If it's something that's long been in my collection that has "become" collectible over the years (or something I got at a great price because the seller didn't know what he was selling), I've got a different set of values to weigh. How easy would it be for me to realize that gain in value, and to what lengths am I going to have to go in order to do so? How does its value compare to what I'd have to pay to replace it, and is that enough of a profit to justify the time and effort it takes to sell the item in the first place? 

Most importantly, though, what constitutes "value?" Monetary value is but one part of the equation. I buy locomotives and rolling stock to run in the garden. Whether I spend $50 or $5000 on a locomotive, if it's not turning a wheel for the railroad, it has no value for its intended purpose.
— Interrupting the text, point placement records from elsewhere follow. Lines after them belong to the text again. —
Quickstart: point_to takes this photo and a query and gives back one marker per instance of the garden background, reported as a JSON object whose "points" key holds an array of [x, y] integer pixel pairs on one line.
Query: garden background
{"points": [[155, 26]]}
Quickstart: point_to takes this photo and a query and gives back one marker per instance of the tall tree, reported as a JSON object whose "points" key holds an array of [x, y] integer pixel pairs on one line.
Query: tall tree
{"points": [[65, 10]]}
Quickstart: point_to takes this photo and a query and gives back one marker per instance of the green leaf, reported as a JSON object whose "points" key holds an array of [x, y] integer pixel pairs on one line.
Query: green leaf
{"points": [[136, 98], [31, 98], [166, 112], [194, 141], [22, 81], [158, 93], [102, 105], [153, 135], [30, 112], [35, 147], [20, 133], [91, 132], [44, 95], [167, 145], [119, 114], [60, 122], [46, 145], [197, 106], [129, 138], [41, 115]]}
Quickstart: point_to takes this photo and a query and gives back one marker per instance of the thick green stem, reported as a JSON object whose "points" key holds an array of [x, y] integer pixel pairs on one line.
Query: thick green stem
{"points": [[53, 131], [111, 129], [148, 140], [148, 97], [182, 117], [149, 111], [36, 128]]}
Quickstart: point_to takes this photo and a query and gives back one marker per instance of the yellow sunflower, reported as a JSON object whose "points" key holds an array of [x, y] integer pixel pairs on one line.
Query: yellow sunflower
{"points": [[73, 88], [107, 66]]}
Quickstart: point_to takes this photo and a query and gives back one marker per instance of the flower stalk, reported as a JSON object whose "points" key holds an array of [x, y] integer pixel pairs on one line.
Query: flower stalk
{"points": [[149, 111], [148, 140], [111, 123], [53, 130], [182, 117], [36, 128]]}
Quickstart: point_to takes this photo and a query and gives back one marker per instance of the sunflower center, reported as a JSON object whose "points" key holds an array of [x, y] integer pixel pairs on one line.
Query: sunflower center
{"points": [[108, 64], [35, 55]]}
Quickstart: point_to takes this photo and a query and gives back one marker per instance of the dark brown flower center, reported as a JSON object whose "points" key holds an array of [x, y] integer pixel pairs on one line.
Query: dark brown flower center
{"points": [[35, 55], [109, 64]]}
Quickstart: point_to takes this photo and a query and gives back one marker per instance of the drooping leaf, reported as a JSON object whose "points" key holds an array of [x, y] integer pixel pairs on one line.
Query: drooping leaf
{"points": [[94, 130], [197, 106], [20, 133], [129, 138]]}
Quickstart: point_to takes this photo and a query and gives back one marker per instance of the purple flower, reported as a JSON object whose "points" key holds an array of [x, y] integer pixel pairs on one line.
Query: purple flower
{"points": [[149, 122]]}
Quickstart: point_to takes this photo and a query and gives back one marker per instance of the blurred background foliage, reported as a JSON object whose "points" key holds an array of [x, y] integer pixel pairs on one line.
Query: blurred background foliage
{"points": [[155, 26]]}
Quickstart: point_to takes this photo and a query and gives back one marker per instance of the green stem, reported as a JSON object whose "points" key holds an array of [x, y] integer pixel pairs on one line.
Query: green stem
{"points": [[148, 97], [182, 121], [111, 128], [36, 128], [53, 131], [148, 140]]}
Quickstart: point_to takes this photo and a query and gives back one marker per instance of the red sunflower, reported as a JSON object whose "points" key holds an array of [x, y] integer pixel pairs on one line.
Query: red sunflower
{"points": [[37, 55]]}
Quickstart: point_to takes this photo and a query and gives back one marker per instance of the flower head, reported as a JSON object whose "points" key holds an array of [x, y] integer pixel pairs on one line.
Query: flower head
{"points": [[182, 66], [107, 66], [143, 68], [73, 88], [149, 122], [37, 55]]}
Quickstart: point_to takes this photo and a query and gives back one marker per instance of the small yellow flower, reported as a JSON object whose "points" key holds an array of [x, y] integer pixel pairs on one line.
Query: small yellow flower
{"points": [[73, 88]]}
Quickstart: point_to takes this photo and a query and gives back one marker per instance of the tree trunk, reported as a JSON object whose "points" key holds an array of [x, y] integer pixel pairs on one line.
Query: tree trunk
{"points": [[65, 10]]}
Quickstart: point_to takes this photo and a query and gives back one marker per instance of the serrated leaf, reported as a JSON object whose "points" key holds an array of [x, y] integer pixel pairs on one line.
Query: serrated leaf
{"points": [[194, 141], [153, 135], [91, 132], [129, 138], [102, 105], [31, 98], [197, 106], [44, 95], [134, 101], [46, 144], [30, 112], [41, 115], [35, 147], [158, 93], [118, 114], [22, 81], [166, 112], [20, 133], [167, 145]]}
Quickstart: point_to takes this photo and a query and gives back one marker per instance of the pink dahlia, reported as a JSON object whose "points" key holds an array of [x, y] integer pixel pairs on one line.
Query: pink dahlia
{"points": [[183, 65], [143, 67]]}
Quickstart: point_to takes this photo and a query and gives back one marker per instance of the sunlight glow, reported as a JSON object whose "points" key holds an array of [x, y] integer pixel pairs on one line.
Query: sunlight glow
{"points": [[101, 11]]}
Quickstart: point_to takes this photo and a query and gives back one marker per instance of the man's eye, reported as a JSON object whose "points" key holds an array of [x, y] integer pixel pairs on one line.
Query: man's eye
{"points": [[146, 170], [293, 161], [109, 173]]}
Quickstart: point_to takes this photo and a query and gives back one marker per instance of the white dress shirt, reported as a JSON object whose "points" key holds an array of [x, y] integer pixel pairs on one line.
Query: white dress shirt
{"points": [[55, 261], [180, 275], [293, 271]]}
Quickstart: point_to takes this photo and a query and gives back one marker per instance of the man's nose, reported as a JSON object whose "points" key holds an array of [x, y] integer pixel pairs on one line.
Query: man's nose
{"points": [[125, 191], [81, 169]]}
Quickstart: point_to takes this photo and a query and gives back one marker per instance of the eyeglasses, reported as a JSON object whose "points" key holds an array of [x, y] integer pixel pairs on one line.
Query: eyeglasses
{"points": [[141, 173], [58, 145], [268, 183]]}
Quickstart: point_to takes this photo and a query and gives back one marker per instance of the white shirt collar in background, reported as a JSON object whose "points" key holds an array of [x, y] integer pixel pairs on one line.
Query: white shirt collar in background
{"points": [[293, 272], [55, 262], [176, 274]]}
If you take a knife to a "collectible" piece of equipment to make it what _you_ want, you may be decreasing its monetary value, but you're greatly increasing its practical value. At that point, it goes from being a dust-covered shelf queen (if even that prominent) to something out of which you actually get enjoyment. If it's yours, and you're enjoying running it in the garden, how large a part does monetary value really play? 

Later, 

K


----------



## trainsbt (Jan 11, 2008)

Now just add one of these







to put a nice end to that great train!


----------



## Dan Pierce (Jan 2, 2008)

I did add that, looks real good with that caboose at the end with a mogul pulling it.


----------



## Bills (Feb 20, 2008)

I like that cokebuse


----------